Livestock insurance – a chance to outsmart drought?
Last week, we shared the news that cattle herders in Kenya had received their first payments as part of an innovative livestock insurance scheme, partly set up by our partners the International Livestock Research Institute (ILRI). Now, we share a farm-level view of the scheme, courtesy of Neil Palmer (republished from the CIAT blog).
What hits you when you get out of the truck at Ginda Village, in Northern Kenya, is the smell.
Farmer Haro Sora’s land is littered with the carcasses of cattle and donkeys that have keeled over following an intense, prolonged drought. A skull here; half a ribcage there. In some places there are whole animals slumped on the roadside. Some have died in the last few days, and the wind does little to clear the air.
Ginda, in Marsabit District, has been affected by the now infamous Horn of Africa drought, which triggered a food crisis affecting around 13 million people in Kenya, Somalia, and Ethiopia. After more than a year, the rains finally returned to Ginda a fortnight ago.

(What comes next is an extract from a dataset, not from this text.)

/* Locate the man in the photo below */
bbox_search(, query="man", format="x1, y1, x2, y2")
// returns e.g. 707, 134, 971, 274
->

The fact that the food crisis in the Horn was the result of a livestock crisis has been well documented. A major pastoralist zone, when vegetation for grazing began to dry-up and livestock started to die, the knock-on effects on farmer livelihoods became strikingly clear.
Now, whatever your gut reaction to the principle of a financial institution selling insurance to already cash-strapped smallholder farmers to protect them against the risk of drought, there are 650 livestock keepers in Marsabit this year who are delighted to be receiving their first payouts.

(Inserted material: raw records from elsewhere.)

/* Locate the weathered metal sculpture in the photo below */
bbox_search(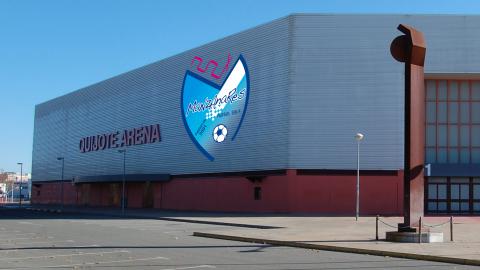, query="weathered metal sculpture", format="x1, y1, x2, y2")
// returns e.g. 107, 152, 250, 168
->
390, 24, 426, 231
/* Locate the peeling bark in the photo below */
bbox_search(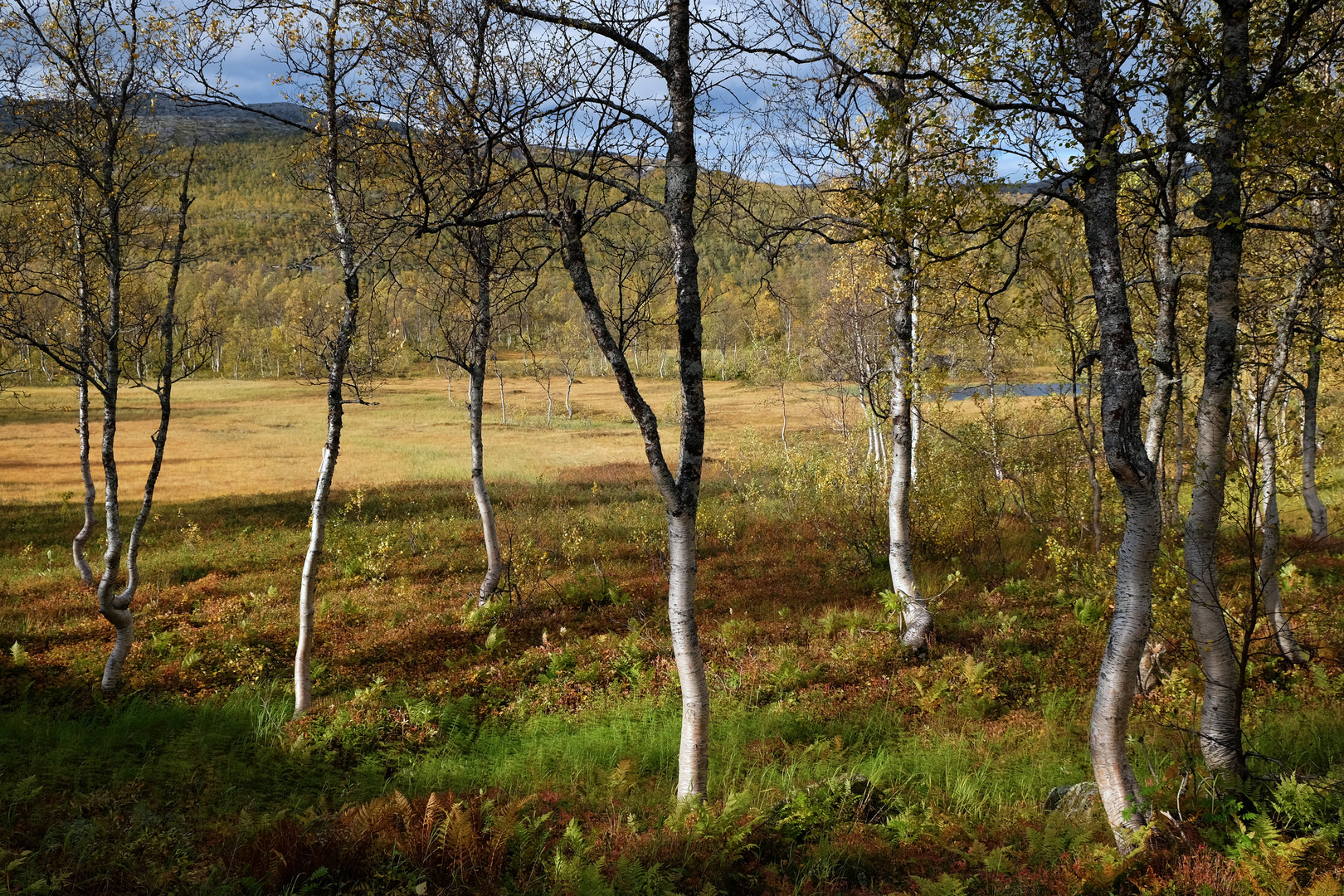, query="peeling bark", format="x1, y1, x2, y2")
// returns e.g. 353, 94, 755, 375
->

The Index-based Livestock Insurance (IBLI) scheme, run by CIAT’s sister-center the Nairobi-based International Livestock Research Institute (ILRI), and a number of partners including the UK Department for International Development (DFID), is an example of a market-based, climate-smart innovation that could gain much wider currency in Africa and beyond. It’s now at the end of its second year.
What triggers a payout is not how many livestock die, but whether satellite images confirm that forage availability in the region’s rangelands has dropped below a certain level. When this happens, farmers who took out insurance get paid. Using satellites to track forage cover gets around all kinds of problems, such as claims being made for animals that have died of disease or neglect, rather than drought.
At a meeting in nearby Dirib Gombo Village, last Friday, where some of the farmers received their payouts, others were still to be convinced. Inevitably some were frustrated that they had taken out insurance in the year the scheme was launched, and despite losing animals, had received no payout because the forage threshold was never breached. They decided not to renew their policies – and then the drought hit.
Back in Ginda Village, the cruel irony is that even if Haro Sora had taken out livestock insurance, he probably wouldn’t have received a payout for many of the dead animals we saw scattered around us.
Already weakened by months of near-starvation, the animals were unable to endure the colder weather that followed the long-awaited return of the rains. They died from hypothermia, with green shoots springing up around them.